Al retirarse temblando María Rosa, se adelantó, emocionada, Toria Fuenseca, que, como no ignoraba nadie, estaba prendada hasta la médula de Enrique Ambas Castillas, y se consideraba probable la boda para cuando la novia recobrase completamente las fuerzas y la salud... ¿Qué iba a decir el espejo? Lo que dijo no se supo nunca, ¡porque Toria se lo calló muy bien! Lo dijeron los hechos: el casamiento de Íñigo, de allí a pocos meses, con una millonaria procedente de los países donde rueda el oro. En aquel momento sólo pudo verse que Toria, apartándose del espejo maldito, cayó con una convulsión violenta. Y la Kriloff, arrastrándola fuera del cuarto misterioso y haciéndola respirar un antiespasmódico, repetía:
-Se lo dije a ustedes... ¡No conviene consultar al Destino! En el porvenir hay siempre lo peor... Conste que yo no quería...
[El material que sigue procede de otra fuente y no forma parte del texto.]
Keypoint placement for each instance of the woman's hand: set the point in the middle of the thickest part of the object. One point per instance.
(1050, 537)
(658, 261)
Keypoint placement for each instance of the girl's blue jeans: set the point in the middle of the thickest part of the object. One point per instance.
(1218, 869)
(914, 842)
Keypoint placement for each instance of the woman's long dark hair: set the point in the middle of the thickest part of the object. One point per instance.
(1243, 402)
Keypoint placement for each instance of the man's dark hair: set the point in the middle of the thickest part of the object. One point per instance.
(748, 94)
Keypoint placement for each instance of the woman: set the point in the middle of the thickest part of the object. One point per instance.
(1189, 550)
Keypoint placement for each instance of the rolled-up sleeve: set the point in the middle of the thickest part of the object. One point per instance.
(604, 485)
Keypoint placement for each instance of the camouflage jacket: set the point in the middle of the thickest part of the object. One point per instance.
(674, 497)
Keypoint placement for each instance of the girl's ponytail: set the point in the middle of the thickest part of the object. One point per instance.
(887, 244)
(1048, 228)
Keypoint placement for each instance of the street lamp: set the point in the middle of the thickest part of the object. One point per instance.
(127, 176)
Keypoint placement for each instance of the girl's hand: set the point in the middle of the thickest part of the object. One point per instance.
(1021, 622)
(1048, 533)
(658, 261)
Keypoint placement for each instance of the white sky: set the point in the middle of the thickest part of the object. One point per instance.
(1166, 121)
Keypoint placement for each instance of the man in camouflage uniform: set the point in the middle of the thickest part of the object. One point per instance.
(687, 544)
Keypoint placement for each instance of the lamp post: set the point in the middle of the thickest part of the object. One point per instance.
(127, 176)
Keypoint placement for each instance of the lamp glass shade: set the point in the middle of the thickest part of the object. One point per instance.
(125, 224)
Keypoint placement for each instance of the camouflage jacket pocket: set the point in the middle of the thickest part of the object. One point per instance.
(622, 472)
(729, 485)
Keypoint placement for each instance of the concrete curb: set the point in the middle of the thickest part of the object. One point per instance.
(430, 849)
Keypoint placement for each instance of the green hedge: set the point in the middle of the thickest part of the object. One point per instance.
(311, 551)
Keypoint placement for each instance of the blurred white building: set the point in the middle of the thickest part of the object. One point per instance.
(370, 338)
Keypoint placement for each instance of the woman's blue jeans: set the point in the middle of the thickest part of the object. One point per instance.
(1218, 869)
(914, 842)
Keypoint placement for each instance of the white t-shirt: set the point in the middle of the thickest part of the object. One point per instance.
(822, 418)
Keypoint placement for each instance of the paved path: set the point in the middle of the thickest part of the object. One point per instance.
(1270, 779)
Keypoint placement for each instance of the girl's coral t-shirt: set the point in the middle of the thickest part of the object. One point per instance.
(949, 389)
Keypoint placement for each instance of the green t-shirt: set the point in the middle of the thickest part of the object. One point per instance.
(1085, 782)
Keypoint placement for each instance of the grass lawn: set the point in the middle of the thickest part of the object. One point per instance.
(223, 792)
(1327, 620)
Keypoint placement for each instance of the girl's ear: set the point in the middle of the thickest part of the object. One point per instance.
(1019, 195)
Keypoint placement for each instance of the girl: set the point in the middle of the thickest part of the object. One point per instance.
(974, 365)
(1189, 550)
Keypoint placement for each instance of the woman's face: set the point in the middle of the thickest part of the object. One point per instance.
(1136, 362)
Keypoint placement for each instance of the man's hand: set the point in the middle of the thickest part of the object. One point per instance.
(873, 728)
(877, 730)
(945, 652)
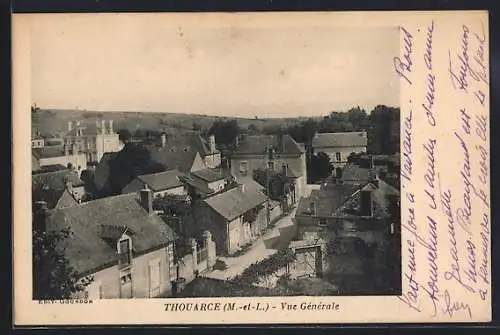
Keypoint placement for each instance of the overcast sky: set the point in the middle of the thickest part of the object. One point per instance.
(140, 65)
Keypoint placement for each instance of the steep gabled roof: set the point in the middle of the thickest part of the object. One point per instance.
(339, 140)
(235, 202)
(183, 159)
(48, 151)
(87, 250)
(209, 175)
(163, 180)
(256, 144)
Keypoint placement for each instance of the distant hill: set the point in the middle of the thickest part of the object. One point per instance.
(56, 120)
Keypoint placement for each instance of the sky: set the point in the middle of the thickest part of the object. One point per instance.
(231, 69)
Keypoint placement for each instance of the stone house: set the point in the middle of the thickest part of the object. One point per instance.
(126, 248)
(58, 189)
(58, 155)
(235, 217)
(250, 155)
(162, 183)
(92, 140)
(338, 146)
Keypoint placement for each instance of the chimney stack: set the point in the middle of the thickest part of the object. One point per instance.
(366, 203)
(313, 208)
(147, 199)
(40, 216)
(211, 139)
(163, 140)
(284, 170)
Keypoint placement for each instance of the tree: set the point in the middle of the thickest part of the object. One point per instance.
(225, 131)
(252, 129)
(34, 109)
(321, 167)
(124, 135)
(132, 161)
(53, 276)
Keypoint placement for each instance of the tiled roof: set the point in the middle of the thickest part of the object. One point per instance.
(250, 184)
(355, 173)
(208, 287)
(101, 173)
(182, 159)
(66, 200)
(193, 140)
(349, 139)
(256, 144)
(56, 180)
(208, 175)
(87, 250)
(235, 202)
(162, 180)
(48, 151)
(327, 201)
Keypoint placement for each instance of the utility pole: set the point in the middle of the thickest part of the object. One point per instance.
(270, 158)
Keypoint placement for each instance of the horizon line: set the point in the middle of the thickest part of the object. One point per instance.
(209, 115)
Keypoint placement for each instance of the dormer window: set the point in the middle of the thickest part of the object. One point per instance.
(125, 252)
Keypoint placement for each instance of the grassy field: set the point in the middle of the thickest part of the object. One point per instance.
(47, 121)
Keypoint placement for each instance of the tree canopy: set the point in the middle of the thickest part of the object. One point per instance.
(132, 161)
(53, 276)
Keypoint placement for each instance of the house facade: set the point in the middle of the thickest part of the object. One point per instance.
(251, 155)
(126, 248)
(348, 210)
(58, 155)
(58, 189)
(235, 217)
(92, 140)
(338, 146)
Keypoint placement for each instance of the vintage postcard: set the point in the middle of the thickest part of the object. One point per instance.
(251, 168)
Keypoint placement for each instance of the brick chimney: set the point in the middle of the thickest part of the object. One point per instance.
(284, 169)
(147, 199)
(40, 216)
(312, 208)
(163, 140)
(366, 205)
(211, 140)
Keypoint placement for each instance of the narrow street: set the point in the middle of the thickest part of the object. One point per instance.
(278, 237)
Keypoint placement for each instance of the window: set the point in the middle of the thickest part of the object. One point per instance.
(124, 253)
(244, 168)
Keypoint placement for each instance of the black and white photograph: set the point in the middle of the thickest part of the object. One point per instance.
(181, 161)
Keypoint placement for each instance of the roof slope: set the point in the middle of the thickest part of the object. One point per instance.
(327, 201)
(256, 144)
(183, 159)
(87, 250)
(235, 202)
(48, 151)
(209, 175)
(348, 139)
(163, 180)
(56, 180)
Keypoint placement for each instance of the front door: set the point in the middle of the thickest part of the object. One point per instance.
(126, 285)
(154, 278)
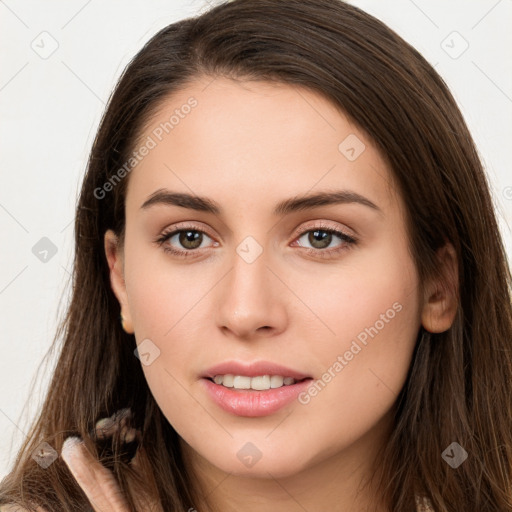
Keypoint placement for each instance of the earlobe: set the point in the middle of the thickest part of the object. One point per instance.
(114, 255)
(441, 294)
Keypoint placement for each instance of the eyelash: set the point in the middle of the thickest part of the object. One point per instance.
(347, 241)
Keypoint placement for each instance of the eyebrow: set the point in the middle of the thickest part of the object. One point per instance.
(293, 204)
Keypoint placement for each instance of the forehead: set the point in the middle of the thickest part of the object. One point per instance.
(252, 142)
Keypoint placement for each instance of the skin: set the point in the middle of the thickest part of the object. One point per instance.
(248, 146)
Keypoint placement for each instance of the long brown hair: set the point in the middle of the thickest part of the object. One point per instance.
(459, 387)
El resultado de la sesión fue muy penoso. Las muchachas aseguraron que lo habían pasado admirablemente, que no cabía cosa más divertida que un té así; pero fue lo positivo que dos o tres quedaron enfermizas y tristonas, y que Toria, al siguiente día, recayó con caracteres graves, y fue milagro que se la pudiese salvar. Con tal motivo se murmuró de la secretaria, y se le mostró un poco de frialdad en determinados círculos. No obstante lo cual, algunas señoras de lo más cremoso le pidieron que, en reserva, les permitiese consultar el espejo.